From the merger with London Merchant Securities the company acquired 800000 sqft of property to add to its existing Fitzrovia portfolio. This gave the company about 1000000 sqft of property over more than 30 sites in Fitzrovia; about one fifth of the company's total portfolio. In November 2009 the company announced plans to transform part of Fitzrovia in central London into a new retail destination with cafes and restaurants. The company's plans were criticised in the local paper Fitzrovia News who accused the company of wanting to change the character of the neighbourhood.

In July 2010 the company held an exhibition outlining its proposals for the Saatchi building in Charlotte Street: Fitzrovia News reported that Camden Council had confirmed that the Fitzrovia Partnership was intending to become a Business Improvement District (BID).

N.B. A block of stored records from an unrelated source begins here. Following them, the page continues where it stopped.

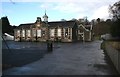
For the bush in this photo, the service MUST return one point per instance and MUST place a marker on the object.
(115, 29)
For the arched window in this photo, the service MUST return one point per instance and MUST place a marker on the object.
(59, 32)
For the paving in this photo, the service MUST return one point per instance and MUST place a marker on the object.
(69, 59)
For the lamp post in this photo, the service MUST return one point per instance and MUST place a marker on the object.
(49, 43)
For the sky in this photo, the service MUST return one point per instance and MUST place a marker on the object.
(27, 11)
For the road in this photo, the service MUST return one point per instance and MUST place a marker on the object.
(69, 59)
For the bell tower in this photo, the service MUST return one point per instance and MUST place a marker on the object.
(45, 17)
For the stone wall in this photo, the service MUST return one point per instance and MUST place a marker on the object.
(114, 55)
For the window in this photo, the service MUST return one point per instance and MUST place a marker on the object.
(34, 32)
(18, 33)
(52, 32)
(23, 33)
(59, 32)
(28, 33)
(39, 33)
(43, 33)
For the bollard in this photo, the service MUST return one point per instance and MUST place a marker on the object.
(49, 46)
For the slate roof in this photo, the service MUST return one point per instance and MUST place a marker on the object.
(51, 24)
(62, 23)
(27, 25)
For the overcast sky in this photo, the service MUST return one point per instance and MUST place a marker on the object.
(26, 11)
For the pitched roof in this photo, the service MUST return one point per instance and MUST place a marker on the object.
(27, 25)
(51, 24)
(62, 23)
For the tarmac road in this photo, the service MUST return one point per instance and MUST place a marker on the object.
(69, 59)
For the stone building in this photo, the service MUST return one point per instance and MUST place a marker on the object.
(63, 31)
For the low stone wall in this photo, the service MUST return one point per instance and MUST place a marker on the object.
(114, 54)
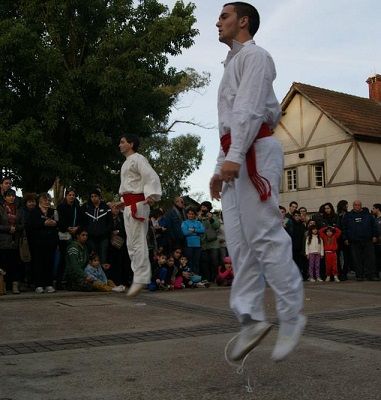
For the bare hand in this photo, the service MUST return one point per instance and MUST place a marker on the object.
(215, 186)
(118, 204)
(150, 201)
(229, 171)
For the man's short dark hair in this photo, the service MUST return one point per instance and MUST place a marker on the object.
(247, 10)
(5, 178)
(131, 138)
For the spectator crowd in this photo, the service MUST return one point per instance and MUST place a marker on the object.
(83, 246)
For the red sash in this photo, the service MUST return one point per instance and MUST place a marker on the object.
(262, 184)
(131, 199)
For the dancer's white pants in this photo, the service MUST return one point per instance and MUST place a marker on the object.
(137, 242)
(259, 246)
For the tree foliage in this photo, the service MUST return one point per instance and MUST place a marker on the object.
(75, 74)
(174, 160)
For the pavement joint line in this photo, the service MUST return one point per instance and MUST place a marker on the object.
(315, 328)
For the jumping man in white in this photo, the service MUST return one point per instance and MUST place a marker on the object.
(140, 187)
(247, 179)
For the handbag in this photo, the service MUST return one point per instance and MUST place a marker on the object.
(64, 235)
(117, 241)
(210, 234)
(24, 248)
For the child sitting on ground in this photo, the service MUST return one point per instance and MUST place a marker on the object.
(330, 236)
(95, 274)
(189, 279)
(225, 274)
(159, 274)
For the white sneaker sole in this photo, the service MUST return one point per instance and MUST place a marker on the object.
(263, 328)
(285, 345)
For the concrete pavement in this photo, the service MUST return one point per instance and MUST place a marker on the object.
(165, 345)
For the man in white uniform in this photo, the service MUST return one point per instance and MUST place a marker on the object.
(139, 187)
(247, 179)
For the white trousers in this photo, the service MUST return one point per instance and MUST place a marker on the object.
(137, 242)
(259, 246)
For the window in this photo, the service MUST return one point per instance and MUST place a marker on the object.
(291, 179)
(318, 175)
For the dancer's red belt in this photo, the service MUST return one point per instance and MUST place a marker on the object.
(262, 184)
(131, 199)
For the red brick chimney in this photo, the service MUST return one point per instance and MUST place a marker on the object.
(374, 83)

==The Turnmill Building Farringdon==
In 2009 the company's plans to demolish Farringdon's famous Turnmills were turned down by London Borough of Islington after a campaign to save the building by local people. The company wanted to replace the 19th-century stables building with a glass and steel tower block. The company then appealed to the planning inspectorate, but their appeal was refused. Subsequently, a revised planning application was granted approval and work on the new building commenced in April 2012. This will create a 70,000 sq ft office and retail property close to the new Farringdon station Crossrail interchange.